In the north, whence the storm was traveling, were spirals of
half-luminous vapor due to the difference in the electric charges of
the various beds of cloud. The reflections of these bands came
running along the waves in myriads of lights, growing in intensity as
the sky darkened.
The "Albatross" and the storm were sure to meet, for they were
exactly in front of each other.
And Frycollin? Well! Frycollin was being towed--and towed is exactly
the word, for the rope made such an angle, with the aeronef, now
going at over sixty knots an hour, that the tub was a long way behind
her.
The crew were busy in preparing for the storm, for the "Albatross"
would either have to rise above it or drive through its lowest
layers. She was about three thousand feet above the sea when a clap
of thunder was heard. Suddenly the squall struck her. In a few
seconds the fiery clouds swept on around her.

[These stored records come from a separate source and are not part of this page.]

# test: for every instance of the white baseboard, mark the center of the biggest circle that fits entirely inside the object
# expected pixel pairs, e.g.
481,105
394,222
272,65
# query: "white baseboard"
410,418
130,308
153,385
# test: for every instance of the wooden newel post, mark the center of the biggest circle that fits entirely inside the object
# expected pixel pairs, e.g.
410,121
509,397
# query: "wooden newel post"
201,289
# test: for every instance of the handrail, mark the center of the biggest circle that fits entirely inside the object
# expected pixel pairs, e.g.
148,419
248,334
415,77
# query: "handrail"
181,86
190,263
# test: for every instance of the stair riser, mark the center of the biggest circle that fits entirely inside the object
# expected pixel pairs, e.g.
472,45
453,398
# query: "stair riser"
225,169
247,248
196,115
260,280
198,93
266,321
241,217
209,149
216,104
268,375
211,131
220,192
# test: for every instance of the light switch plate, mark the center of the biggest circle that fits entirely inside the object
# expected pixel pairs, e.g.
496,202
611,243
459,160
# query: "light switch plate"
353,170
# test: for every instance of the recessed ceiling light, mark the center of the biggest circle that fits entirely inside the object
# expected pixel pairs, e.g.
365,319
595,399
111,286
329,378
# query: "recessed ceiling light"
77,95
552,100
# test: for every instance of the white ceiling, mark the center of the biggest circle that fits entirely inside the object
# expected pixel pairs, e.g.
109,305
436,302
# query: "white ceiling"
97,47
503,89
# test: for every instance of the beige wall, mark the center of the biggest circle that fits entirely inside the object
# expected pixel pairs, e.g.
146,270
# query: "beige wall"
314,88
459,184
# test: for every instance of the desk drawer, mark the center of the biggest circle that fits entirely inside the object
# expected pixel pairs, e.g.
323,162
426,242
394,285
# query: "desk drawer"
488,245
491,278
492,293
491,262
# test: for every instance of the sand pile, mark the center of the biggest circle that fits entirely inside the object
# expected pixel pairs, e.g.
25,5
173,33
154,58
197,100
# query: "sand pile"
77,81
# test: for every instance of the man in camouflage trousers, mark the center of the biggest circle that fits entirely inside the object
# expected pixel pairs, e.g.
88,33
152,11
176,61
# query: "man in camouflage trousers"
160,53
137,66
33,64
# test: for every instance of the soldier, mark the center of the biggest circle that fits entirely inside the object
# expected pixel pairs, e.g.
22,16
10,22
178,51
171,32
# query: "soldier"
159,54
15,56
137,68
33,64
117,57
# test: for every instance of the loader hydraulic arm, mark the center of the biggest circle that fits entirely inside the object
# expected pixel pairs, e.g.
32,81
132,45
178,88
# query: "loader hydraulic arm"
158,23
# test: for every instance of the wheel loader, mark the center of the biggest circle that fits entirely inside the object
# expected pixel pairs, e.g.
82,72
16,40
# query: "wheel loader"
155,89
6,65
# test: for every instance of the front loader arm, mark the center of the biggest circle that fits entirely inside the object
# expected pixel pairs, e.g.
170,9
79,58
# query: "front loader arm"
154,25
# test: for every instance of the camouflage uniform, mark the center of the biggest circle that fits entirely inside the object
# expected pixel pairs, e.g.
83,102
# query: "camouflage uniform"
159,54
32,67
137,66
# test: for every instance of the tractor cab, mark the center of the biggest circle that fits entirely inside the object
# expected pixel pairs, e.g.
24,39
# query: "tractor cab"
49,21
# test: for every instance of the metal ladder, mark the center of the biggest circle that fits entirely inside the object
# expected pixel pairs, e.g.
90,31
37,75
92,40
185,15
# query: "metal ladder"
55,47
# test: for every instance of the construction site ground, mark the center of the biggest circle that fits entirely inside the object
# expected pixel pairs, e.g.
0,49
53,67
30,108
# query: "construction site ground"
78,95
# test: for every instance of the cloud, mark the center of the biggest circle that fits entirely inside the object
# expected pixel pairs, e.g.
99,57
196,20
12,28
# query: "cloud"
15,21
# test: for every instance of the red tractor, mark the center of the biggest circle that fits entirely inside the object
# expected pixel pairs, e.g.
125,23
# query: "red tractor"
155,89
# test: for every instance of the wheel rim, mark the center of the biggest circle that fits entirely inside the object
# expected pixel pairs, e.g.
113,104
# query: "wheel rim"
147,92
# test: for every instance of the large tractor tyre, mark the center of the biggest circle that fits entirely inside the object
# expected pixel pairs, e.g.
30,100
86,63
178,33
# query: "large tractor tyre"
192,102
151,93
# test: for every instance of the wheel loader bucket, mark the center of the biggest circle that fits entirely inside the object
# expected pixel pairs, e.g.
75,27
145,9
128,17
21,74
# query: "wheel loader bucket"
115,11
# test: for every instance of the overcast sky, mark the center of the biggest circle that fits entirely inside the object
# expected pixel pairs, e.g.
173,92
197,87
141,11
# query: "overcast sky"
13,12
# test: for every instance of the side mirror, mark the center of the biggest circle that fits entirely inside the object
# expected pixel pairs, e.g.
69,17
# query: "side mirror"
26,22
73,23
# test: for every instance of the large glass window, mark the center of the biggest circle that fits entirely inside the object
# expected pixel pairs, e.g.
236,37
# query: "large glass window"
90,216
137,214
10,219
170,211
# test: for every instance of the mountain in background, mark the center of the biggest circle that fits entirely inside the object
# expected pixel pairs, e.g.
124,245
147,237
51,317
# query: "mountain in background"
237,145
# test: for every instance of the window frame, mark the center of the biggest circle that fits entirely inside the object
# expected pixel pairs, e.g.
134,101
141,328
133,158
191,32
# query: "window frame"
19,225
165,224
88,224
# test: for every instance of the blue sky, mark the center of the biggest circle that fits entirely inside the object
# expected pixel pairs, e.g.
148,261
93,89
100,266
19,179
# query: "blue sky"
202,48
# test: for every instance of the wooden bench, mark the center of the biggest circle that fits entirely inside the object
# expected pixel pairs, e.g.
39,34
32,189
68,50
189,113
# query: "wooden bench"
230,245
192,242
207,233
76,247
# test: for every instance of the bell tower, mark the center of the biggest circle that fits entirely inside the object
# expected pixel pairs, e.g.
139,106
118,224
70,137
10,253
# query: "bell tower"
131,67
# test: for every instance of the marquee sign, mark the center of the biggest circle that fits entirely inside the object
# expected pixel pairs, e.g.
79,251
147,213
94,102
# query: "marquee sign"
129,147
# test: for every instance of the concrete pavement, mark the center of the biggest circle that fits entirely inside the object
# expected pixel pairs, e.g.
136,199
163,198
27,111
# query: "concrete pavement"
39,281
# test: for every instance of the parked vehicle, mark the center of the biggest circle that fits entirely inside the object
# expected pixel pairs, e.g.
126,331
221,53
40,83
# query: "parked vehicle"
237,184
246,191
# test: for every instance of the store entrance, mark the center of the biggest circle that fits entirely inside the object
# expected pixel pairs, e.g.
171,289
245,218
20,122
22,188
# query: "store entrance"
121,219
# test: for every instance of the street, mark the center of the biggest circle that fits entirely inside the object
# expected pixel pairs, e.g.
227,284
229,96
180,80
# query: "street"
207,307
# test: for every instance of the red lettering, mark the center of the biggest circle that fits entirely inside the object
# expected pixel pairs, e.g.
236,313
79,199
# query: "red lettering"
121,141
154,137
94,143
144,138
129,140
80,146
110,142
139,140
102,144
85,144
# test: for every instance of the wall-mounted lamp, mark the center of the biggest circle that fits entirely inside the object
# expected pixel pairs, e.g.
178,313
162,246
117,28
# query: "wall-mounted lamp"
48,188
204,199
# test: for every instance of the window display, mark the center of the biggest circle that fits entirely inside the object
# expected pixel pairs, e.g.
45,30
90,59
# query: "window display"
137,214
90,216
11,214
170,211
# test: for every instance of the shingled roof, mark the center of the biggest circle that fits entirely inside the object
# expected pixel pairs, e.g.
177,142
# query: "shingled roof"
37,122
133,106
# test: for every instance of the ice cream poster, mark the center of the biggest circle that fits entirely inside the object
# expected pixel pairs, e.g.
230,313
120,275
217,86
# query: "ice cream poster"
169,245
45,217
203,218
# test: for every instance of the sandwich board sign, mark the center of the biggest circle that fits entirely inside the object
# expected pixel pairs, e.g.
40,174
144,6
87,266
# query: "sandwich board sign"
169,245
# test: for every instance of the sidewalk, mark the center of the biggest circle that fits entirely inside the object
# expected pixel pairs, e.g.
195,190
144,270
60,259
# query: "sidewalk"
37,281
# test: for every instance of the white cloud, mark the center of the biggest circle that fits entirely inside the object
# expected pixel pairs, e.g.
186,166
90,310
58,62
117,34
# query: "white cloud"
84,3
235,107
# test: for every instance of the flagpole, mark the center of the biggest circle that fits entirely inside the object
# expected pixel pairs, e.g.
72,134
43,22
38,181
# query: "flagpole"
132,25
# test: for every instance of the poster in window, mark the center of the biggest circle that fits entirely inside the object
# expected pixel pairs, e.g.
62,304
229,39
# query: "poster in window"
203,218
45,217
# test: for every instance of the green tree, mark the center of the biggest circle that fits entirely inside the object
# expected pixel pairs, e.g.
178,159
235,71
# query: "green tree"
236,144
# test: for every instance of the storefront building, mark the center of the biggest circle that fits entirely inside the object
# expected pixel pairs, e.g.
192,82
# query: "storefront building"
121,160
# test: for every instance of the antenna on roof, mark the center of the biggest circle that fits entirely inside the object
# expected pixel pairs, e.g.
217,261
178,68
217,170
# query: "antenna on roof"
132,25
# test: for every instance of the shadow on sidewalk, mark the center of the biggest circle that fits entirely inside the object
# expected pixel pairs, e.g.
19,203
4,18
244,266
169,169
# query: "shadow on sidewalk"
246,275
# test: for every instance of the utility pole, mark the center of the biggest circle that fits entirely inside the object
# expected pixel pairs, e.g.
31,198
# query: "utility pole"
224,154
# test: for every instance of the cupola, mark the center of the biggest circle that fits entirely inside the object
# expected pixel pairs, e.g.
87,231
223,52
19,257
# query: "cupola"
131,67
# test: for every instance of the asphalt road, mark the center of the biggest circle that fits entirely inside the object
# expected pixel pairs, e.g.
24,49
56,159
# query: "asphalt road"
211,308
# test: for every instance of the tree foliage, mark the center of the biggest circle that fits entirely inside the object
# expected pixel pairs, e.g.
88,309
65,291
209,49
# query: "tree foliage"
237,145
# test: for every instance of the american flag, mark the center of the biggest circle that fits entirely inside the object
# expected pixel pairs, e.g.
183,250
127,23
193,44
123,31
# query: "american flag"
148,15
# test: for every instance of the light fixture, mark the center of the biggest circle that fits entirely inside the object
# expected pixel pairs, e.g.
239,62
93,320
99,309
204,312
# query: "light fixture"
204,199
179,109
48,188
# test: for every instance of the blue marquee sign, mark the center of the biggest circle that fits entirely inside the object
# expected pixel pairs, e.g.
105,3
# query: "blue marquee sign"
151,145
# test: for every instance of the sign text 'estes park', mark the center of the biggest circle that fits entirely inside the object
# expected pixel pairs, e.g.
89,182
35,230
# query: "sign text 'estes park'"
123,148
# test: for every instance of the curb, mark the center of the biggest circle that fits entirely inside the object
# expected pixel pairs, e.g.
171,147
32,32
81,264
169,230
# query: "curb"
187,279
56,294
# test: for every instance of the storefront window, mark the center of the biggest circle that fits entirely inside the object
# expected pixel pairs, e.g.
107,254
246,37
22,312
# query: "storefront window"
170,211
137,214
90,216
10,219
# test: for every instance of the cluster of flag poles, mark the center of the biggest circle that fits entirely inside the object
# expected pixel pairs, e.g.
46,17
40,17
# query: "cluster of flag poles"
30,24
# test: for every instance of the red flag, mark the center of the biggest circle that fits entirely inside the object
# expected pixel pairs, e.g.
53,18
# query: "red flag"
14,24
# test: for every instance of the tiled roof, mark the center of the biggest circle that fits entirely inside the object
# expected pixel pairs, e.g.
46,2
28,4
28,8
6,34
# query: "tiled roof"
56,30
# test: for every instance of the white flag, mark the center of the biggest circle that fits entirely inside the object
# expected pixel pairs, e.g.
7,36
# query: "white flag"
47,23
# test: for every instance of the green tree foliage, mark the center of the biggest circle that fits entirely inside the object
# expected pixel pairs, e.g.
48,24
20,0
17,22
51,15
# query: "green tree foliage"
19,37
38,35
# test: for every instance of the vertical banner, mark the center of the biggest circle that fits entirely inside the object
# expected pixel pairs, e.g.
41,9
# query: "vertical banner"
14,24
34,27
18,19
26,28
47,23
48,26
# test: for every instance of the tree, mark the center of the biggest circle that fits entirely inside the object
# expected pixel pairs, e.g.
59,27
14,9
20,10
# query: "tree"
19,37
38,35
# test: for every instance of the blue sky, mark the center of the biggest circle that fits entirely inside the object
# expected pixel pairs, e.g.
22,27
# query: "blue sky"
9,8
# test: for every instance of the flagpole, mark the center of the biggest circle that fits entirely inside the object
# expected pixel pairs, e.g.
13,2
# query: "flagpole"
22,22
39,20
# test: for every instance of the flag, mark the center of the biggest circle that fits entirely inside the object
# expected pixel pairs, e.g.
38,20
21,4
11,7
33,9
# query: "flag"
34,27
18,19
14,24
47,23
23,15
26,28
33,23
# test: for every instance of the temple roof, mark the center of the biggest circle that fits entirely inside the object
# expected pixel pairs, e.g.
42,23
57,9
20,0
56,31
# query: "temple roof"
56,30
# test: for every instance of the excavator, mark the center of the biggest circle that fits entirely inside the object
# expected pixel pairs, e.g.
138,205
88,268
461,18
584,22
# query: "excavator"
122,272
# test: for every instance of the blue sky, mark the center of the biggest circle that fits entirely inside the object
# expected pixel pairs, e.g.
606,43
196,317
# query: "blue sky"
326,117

Phil Evans went to intercede for Frycollin, and asked for him to be
taken on board again. But Robur had already given orders to that
effect, and the rope was being hauled in, when suddenly there took
place an inexplicable slackening in the speed of the screws.
The engineer rushed to the central deck-house. "Power! More power!"
he shouted. "We must rise quickly and get over the storm!"
"Impossible, sir!"
"What is the matter?"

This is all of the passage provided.